Frequently asked questions
What is the penalty exposure if we ignore this? Material. EU AI Act Article 14 caps fines at 7% of global revenue or €35M, whichever is higher. SOC 2 audit failures jeopardize enterprise procurement. The cost of the audit-trail layer is small relative to either.
Do we need to be in the EU for this to matter? No. Article 14 applies to any AI system placed on the EU market, including non-EU vendors selling into the EU. Most US enterprises with European customers are in scope. The same controls satisfy emerging US sectoral rules and India's DPDPA.
How long does compliance take to set up? Two weeks for an instrumented stack. Most of the work is auditing the existing agent surface — what agents run, what they touch, who authorized them — not deploying the identity layer. The protocol integrates in twelve lines; the policy work takes longer.
Where to start
Pair this with ai act article 14 playbook for the cross-jurisdictional view and agent identity finance for the audit artifact your auditors expect to see. Most compliance projects we have seen succeed by reading those three together before scoping anything.

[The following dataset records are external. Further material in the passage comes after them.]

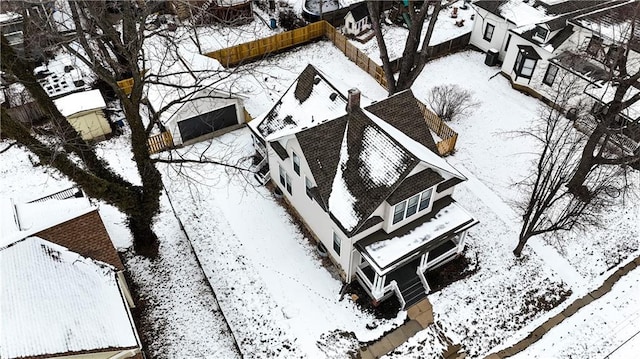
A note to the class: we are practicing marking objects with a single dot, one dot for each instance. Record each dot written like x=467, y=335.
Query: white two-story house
x=366, y=181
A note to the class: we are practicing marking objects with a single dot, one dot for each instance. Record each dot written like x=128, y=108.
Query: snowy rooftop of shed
x=448, y=219
x=24, y=219
x=55, y=301
x=80, y=101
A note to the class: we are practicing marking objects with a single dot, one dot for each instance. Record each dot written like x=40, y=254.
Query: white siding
x=500, y=32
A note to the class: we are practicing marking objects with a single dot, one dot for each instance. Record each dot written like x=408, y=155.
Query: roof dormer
x=541, y=33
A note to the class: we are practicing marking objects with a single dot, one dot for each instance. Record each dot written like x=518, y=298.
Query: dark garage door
x=208, y=122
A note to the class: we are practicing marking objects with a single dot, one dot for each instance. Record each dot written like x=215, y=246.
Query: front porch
x=396, y=263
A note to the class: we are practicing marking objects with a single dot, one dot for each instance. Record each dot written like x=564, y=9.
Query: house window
x=296, y=163
x=285, y=180
x=412, y=205
x=524, y=65
x=308, y=185
x=550, y=75
x=595, y=46
x=398, y=212
x=488, y=32
x=336, y=243
x=541, y=33
x=408, y=208
x=425, y=199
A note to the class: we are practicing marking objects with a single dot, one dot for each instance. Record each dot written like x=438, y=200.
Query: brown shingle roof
x=87, y=236
x=402, y=112
x=415, y=184
x=321, y=148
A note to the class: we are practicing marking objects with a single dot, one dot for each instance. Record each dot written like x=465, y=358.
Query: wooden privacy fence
x=259, y=48
x=263, y=47
x=160, y=142
x=447, y=136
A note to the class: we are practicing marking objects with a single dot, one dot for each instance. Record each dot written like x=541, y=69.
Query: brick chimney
x=354, y=99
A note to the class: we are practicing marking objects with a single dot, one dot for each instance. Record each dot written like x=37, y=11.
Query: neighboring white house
x=547, y=44
x=85, y=112
x=63, y=293
x=367, y=182
x=186, y=99
x=357, y=20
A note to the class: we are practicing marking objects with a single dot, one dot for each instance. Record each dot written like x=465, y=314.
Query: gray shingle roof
x=415, y=184
x=402, y=113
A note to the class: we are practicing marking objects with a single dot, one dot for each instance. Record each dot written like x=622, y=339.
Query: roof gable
x=56, y=302
x=402, y=112
x=309, y=101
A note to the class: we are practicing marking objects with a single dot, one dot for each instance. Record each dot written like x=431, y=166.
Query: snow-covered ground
x=395, y=35
x=615, y=318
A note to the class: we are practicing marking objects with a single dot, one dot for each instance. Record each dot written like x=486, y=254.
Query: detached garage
x=204, y=114
x=183, y=89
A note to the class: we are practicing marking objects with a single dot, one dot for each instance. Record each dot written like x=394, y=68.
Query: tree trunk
x=521, y=243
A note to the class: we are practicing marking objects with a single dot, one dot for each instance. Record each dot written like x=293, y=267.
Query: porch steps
x=412, y=292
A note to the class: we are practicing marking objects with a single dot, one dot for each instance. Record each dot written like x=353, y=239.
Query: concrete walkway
x=420, y=317
x=578, y=304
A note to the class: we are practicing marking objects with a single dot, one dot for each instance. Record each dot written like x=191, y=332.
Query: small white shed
x=84, y=111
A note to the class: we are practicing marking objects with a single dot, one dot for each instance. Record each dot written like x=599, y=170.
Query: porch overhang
x=386, y=251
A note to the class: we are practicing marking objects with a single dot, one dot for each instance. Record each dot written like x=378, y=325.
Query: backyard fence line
x=160, y=142
x=263, y=47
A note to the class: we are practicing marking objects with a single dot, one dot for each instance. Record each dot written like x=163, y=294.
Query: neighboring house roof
x=532, y=12
x=183, y=84
x=56, y=302
x=359, y=158
x=309, y=101
x=359, y=11
x=73, y=223
x=613, y=22
x=79, y=102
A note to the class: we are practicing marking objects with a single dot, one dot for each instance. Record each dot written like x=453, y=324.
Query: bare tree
x=624, y=75
x=413, y=60
x=451, y=101
x=550, y=206
x=113, y=43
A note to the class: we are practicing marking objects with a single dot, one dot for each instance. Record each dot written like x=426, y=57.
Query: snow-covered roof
x=55, y=301
x=181, y=81
x=449, y=219
x=80, y=101
x=31, y=218
x=9, y=17
x=64, y=74
x=306, y=103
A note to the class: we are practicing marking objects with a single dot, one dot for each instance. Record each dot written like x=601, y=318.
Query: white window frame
x=550, y=75
x=285, y=180
x=308, y=185
x=337, y=243
x=488, y=34
x=295, y=160
x=404, y=207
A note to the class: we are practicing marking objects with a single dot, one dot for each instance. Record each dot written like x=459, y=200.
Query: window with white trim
x=296, y=163
x=337, y=241
x=524, y=65
x=411, y=206
x=308, y=185
x=550, y=75
x=285, y=180
x=425, y=199
x=488, y=32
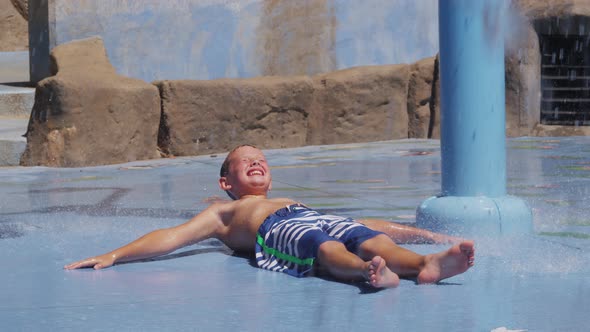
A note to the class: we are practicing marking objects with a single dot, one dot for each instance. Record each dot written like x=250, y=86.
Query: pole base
x=475, y=216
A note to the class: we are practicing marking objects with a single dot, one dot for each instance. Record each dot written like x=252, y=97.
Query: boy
x=291, y=238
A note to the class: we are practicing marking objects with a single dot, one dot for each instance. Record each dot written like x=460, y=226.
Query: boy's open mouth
x=255, y=172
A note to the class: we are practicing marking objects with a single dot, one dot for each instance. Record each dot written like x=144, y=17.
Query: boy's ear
x=223, y=184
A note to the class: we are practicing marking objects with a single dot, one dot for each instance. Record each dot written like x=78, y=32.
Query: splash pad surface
x=50, y=217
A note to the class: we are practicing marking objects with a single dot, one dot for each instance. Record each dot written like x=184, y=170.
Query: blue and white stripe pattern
x=288, y=240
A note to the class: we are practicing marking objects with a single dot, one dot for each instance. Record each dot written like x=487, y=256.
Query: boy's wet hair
x=225, y=166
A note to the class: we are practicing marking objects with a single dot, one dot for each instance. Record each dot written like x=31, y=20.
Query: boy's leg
x=344, y=265
x=429, y=268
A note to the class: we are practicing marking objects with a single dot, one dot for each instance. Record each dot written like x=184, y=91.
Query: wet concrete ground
x=50, y=217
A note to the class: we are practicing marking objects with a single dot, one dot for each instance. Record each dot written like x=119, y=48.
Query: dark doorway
x=565, y=70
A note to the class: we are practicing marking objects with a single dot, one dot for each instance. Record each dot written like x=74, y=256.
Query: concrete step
x=16, y=101
x=12, y=142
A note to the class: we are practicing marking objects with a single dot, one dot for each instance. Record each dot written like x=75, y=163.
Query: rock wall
x=87, y=115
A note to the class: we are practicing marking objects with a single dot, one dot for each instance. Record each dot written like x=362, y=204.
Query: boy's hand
x=97, y=263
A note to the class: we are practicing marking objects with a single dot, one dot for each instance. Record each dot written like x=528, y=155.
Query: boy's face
x=248, y=173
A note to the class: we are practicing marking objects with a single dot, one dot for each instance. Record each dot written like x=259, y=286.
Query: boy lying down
x=289, y=237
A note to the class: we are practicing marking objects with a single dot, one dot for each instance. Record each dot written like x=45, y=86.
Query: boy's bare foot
x=446, y=239
x=442, y=265
x=379, y=275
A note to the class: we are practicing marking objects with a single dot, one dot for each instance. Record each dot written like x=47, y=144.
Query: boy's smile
x=248, y=173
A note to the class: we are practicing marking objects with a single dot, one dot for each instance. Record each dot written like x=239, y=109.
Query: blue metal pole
x=473, y=140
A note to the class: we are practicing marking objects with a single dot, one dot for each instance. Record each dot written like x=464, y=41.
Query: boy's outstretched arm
x=159, y=242
x=403, y=234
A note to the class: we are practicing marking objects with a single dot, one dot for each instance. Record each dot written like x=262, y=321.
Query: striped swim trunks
x=289, y=239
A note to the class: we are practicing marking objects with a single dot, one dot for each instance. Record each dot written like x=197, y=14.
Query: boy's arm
x=403, y=234
x=162, y=241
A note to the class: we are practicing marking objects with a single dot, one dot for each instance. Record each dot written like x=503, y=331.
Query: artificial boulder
x=86, y=114
x=360, y=104
x=200, y=117
x=422, y=110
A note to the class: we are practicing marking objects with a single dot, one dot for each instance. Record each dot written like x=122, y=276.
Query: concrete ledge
x=12, y=143
x=16, y=101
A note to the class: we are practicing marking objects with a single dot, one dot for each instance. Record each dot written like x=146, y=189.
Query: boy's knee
x=329, y=247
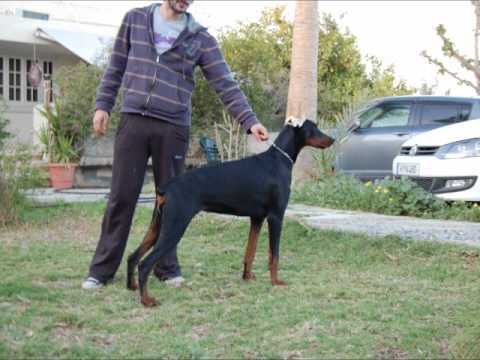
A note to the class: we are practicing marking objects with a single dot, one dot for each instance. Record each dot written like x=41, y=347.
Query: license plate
x=408, y=169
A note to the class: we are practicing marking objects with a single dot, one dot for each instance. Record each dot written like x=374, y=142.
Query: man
x=154, y=56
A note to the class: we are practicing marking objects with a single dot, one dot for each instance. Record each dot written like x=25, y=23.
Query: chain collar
x=281, y=151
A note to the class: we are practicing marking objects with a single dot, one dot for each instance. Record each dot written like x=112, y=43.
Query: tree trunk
x=302, y=91
x=476, y=4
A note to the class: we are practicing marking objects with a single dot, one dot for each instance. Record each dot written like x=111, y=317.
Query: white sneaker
x=91, y=283
x=175, y=282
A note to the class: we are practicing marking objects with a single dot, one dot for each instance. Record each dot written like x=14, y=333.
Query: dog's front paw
x=248, y=275
x=279, y=283
x=132, y=285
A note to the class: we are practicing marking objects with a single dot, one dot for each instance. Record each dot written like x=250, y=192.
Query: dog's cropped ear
x=292, y=121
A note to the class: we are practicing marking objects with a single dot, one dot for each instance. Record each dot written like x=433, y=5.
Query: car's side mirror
x=355, y=125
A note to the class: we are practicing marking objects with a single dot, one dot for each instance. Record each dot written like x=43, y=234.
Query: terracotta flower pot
x=62, y=175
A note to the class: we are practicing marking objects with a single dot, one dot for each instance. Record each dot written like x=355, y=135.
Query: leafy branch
x=449, y=50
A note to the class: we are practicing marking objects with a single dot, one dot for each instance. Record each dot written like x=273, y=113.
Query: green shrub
x=388, y=196
x=76, y=88
x=16, y=174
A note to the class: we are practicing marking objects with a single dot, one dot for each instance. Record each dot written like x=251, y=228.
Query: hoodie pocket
x=168, y=95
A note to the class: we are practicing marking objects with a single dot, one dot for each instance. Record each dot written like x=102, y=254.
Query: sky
x=393, y=31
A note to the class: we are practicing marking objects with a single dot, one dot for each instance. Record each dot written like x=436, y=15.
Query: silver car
x=385, y=124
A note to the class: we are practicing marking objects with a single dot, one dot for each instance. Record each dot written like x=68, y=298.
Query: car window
x=439, y=114
x=465, y=112
x=386, y=115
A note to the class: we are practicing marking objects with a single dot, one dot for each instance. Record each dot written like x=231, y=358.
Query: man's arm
x=112, y=77
x=219, y=76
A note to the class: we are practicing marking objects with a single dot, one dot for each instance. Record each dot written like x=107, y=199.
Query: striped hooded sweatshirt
x=161, y=86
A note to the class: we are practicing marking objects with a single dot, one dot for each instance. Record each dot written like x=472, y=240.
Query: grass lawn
x=349, y=296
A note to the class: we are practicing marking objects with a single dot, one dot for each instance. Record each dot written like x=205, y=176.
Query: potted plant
x=58, y=138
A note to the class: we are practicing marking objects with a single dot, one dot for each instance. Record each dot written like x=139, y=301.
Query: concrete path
x=458, y=232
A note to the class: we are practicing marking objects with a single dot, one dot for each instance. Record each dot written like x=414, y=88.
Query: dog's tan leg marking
x=274, y=272
x=146, y=300
x=150, y=237
x=251, y=250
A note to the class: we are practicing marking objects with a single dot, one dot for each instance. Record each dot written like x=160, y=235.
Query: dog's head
x=308, y=134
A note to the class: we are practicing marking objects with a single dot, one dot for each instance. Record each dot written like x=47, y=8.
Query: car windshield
x=385, y=115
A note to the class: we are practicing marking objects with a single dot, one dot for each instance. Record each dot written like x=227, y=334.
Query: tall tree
x=449, y=50
x=302, y=90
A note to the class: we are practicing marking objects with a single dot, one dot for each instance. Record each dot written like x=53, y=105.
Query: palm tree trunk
x=302, y=91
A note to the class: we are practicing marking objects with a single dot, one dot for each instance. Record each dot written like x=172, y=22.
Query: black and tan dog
x=257, y=186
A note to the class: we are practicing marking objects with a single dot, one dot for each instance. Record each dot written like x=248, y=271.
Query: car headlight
x=459, y=150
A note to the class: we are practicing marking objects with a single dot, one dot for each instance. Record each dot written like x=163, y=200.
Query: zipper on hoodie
x=153, y=84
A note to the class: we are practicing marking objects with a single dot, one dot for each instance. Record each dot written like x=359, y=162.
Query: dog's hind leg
x=148, y=241
x=274, y=232
x=173, y=227
x=255, y=227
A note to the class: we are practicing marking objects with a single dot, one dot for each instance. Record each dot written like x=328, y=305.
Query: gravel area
x=459, y=232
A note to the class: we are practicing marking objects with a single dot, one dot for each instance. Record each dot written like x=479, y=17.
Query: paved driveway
x=460, y=232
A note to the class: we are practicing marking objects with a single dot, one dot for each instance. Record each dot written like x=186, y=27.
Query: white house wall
x=20, y=113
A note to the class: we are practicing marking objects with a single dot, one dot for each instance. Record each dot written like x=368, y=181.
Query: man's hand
x=259, y=131
x=100, y=122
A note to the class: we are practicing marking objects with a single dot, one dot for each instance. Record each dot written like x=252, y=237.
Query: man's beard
x=173, y=3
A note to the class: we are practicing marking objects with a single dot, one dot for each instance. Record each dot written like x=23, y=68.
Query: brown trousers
x=138, y=137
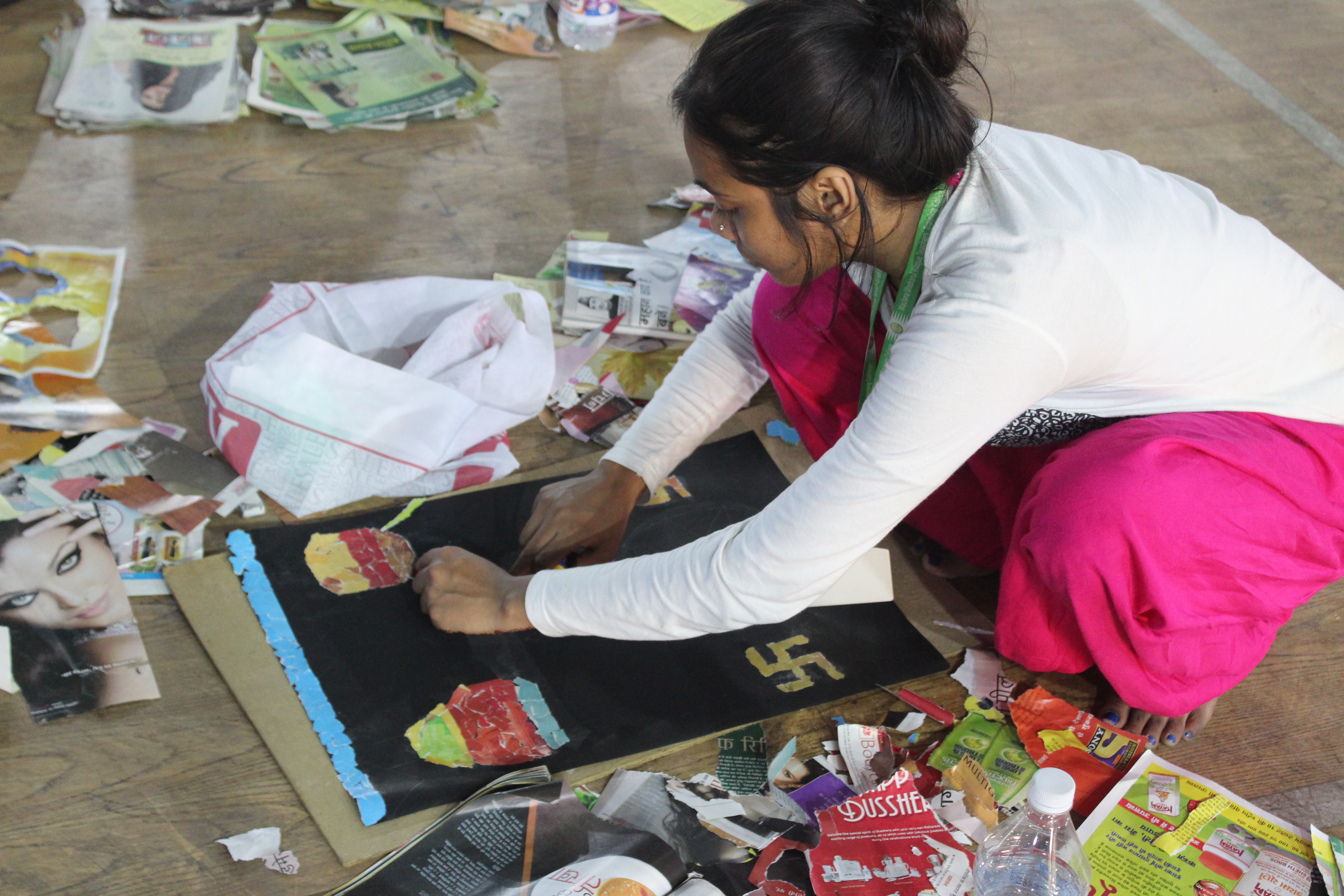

Why HIPAA will not be re-written for AI
HIPAA was written before the Internet. It survived the cloud. It will survive AI agents. The reason is that HIPAA is not a technology rulebook; it is a liability rulebook. The covered entity is liable for use and disclosure regardless of the technology that performs the use. An AI agent processing PHI is not a new category in HIPAA's reading; it is a new technology under the existing category. What changes with AI is not the rule but the evidence the rule requires. Auditors expect to see signed delegation chains, role declarations, and audit logs because the existing HIPAA standards already demand evidence of authorized access — the AI implementation simply makes the evidence harder to produce without infrastructure. Covered entities deploying AI without that infrastructure are not in violation of a new rule; they are in violation of an old one with a new implementation surface. HIPAA does not need to change. The implementation does.
HIPAA was written for paper. It survives the agent age — but only if the audit log is cryptographic.